Key highlights of the RBI’s Monetary Policy
The MPC’s inflation expectations remain broadly unchanged:
• 3.0-3.1% for H1FY20 (vs. expectation of 2.9-3.0% earlier)
• 3.4-3.7% for H2FY20 (vs guidance of 3.5-3.8% earlier)
The GDP growth rates expectations trimmed down:
• 6.4-6.7 for H1FY20 (vs 6.8-7.1% earlier)
• 7.2-7.5% for H2FY20 (vs 7.3-7.4% earlier)
• 7.0% in FY20 (vs 7.2% earlier)
Rationale for a Rate Cut
In listing its rationale for a rate cut, the RBI flagged a slowdown in global economic activity, declining factory activity and retail sales in US, soft industrial activity and weak business confidence in the Euro Area as well expectations of growth slowdown in major emerging market economies (EMEs). In China, incoming data on industrial production and retail sales suggest that the growth momentum may weaken in coming quarters. Further, uncertainties surrounding US-China trade negotiations and Brexit continue to add worries around global growth.
Slowing Domestic Activity
Domestically, quarterly GDP data decelerated sharply to 5.8% in Q4FY19 from 6.6% in Q3FY19 and 8.1% in Q4FY18. The slowdown was on account of a decline in gross fixed capital formation, moderation in private consumption growth and a drag on aggregate demand from net exports though partly offset by a large increase in government final consumption expenditure
Growth in eight core industries decelerated sharply in April, pulled down largely by coal, crude oil, fertilisers and cement. However, the manufacturing purchasing managers’ index inched up to 52.7 in May with strengthening of output, new orders and employment. The India Meteorological Department (IMD) has predicted that south-west monsoon rainfall (June to September) is likely to be normal at 96 per cent of the long period average – some respite to slowing rural economy.
Net FDI inflows were strong in Q4FY19. Foreign portfolio investors remained net buyers in the domestic capital market in first two months of FY20 though the net inflows moderated in March.

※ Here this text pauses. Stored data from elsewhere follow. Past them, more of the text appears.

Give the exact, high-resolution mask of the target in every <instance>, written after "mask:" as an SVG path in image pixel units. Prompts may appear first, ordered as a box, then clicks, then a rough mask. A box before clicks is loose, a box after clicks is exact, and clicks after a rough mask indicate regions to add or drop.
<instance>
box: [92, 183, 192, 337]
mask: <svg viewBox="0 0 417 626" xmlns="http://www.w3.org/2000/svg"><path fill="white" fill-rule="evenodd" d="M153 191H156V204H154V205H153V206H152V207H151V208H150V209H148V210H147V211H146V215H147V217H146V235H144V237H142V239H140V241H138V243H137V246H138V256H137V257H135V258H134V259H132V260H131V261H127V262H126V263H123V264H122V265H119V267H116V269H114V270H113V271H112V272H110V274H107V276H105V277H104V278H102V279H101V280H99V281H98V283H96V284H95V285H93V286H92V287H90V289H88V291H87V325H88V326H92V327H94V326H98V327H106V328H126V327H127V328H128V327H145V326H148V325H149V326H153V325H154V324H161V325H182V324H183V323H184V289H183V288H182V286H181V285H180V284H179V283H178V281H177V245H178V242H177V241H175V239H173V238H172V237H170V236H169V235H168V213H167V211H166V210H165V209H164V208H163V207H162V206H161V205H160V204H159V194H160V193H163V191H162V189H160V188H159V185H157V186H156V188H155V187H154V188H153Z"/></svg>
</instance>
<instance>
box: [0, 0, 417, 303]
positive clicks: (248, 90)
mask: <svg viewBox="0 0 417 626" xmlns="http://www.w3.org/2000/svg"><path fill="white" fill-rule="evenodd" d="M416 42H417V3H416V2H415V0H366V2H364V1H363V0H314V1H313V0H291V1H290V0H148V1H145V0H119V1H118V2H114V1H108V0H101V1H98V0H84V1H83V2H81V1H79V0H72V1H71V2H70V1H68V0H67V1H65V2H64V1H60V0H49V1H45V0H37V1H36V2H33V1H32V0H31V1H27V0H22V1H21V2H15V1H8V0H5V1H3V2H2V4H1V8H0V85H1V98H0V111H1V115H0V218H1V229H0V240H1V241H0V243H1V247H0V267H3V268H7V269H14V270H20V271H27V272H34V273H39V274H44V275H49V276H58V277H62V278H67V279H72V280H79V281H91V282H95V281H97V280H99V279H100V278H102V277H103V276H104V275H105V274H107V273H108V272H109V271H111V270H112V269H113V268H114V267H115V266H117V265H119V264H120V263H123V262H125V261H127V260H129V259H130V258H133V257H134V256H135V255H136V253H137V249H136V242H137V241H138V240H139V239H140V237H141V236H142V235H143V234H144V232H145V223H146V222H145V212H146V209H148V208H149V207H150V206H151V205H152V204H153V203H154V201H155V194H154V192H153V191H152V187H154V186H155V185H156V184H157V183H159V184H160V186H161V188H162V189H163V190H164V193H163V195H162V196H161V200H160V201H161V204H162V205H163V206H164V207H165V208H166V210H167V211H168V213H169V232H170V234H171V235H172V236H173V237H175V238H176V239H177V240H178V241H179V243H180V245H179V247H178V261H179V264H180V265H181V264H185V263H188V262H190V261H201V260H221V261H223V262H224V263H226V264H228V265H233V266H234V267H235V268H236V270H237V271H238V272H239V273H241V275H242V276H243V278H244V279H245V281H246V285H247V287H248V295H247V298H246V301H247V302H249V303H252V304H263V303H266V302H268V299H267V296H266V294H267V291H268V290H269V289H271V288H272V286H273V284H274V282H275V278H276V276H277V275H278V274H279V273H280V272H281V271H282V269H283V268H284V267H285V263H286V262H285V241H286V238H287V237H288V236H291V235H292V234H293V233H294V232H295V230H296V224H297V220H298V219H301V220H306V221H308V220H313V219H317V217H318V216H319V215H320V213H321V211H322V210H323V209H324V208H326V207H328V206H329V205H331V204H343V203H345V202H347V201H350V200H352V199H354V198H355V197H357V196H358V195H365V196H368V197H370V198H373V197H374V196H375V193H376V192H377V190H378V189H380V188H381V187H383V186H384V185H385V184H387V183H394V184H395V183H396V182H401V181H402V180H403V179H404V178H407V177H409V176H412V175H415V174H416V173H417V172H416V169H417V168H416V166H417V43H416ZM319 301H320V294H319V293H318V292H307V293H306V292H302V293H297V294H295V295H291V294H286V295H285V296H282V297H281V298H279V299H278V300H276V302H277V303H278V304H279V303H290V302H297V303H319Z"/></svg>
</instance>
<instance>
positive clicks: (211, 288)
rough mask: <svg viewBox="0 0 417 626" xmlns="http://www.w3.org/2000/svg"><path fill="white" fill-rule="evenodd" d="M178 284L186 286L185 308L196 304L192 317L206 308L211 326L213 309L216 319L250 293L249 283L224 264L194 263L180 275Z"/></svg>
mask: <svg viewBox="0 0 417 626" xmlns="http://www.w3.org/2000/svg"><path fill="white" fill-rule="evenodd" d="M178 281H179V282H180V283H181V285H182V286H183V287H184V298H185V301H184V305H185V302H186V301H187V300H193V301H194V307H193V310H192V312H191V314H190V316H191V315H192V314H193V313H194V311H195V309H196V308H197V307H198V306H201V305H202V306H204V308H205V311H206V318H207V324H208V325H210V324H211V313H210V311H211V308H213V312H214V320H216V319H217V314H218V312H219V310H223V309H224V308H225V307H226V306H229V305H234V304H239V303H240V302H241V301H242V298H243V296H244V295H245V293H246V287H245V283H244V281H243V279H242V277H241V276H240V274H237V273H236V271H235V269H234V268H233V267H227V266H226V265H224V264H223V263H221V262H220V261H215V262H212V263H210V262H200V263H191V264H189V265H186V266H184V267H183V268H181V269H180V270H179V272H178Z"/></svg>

India’s foreign exchange reserves were at USD421.9 bn as on May 31, 2019.
• The yield on the 10 year government bond witnessed a steep fall of 9bps to 6.91% as the RBI changed its stance from “neutral” to “accommodative”. Yields have come off meaningfully from 7.49% seen in April-19.
• The Indian rupee is stable at 69.2 per Us dollar.
An Appropriate Strategy Stance on Solvency and Liquidity
While many – in particular those that were making high risk loans – have been clamouring for a liquidity window for NBFCs; in our opinion, the RBI’s decision to step in on systemic liquidity risk rather than solvency risk is the appropriate choice. Moral hazard, heads I win, tails you lose, too big to fail is not the appropriate choice. In order to drive growth, re-organization via IBC has proven to be an effective mechanism.
A Dovish Central Bank and Additional Rate Cuts
The RBI has moved to a dovish positioning and the prospect of additional rate cuts, alongside surprisingly low crude oil prices, and a strong mandate are likely to provide support to the economy. Indian markets have consistently run ahead of fundamentals. The macro backdrop will provide the support necessary in coming months to justify the move higher.